Especially concerning to people under the age of 25 as well as business people, who are often on the way and cannot get hold of easily, the chances of the mobile market research are promising. As most people always carry their mobile phones with them, an immediate transmission of personal impressions of current events is possible at any time. Thus, the so-called ‘magic moment’ can be captured, which is often very helpful. Surveys concerning product placement and efficiency of sales promotion measures at the point of sale turned out to be perfectly realizable this way. Looking at the topic “Access possibilities to WAP-Surveys” by mobile phone, as well as at the topic “Getting hold of potential participants”, there are some developments that should be named. The trend towards the increasing distribution of web-enabled mobile phones, and the improved representativity that comes along with it, does continue from 2007 to 2008, Nielsen Mobile noticed an increase in mobile internet usage.
With decreasing costs and improving technology, a further upward tendency can be expected.
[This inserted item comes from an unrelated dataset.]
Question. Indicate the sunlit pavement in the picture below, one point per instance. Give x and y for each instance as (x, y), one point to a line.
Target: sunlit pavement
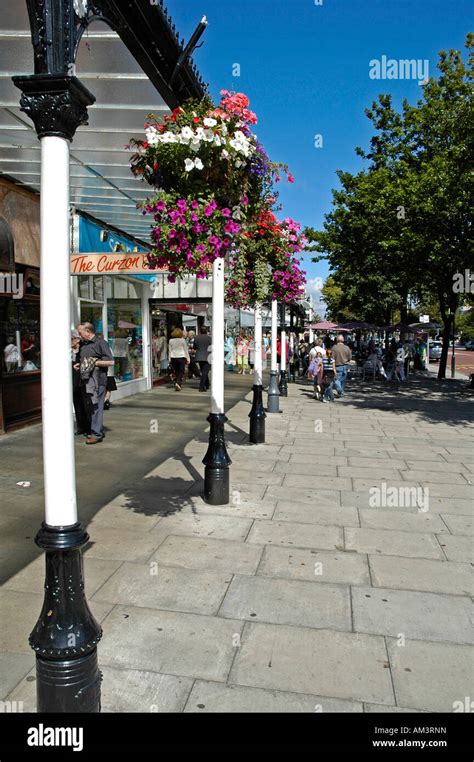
(321, 587)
In addition, mobile internet usage increases with the rapidly developing distribution of smartphones. According to IM (Mediawork Initiative), already in 2013 more people will log in with their smartphones, than with a PC. Mobile statistics show a high and very fast response rate. As a result of the independence from time and place, answers can be submitted immediately. This also means that results can almost be transmitted in real-time. A study from Globalpark shows that approximately 35% of the participants answered a mobile survey within 2 hours. Through the novelty of the form of the survey and its playful design, mobile research has a motivating effect on the participants. This applies especially to young, technologically interested male persons. iPhone users are also considered to be very communicative. As the devices are easy to handle, the users are more likely and more motivated to take part in surveys. A study examining how to best reach mobile respondents published in the Journal of Social Science Computer Review underlines the importance of social factors. Especially their subjective belief of how they are seen by significant others, or their intention of how they would like to be seen by significant others seem to play a major role in their mobile phone behavior.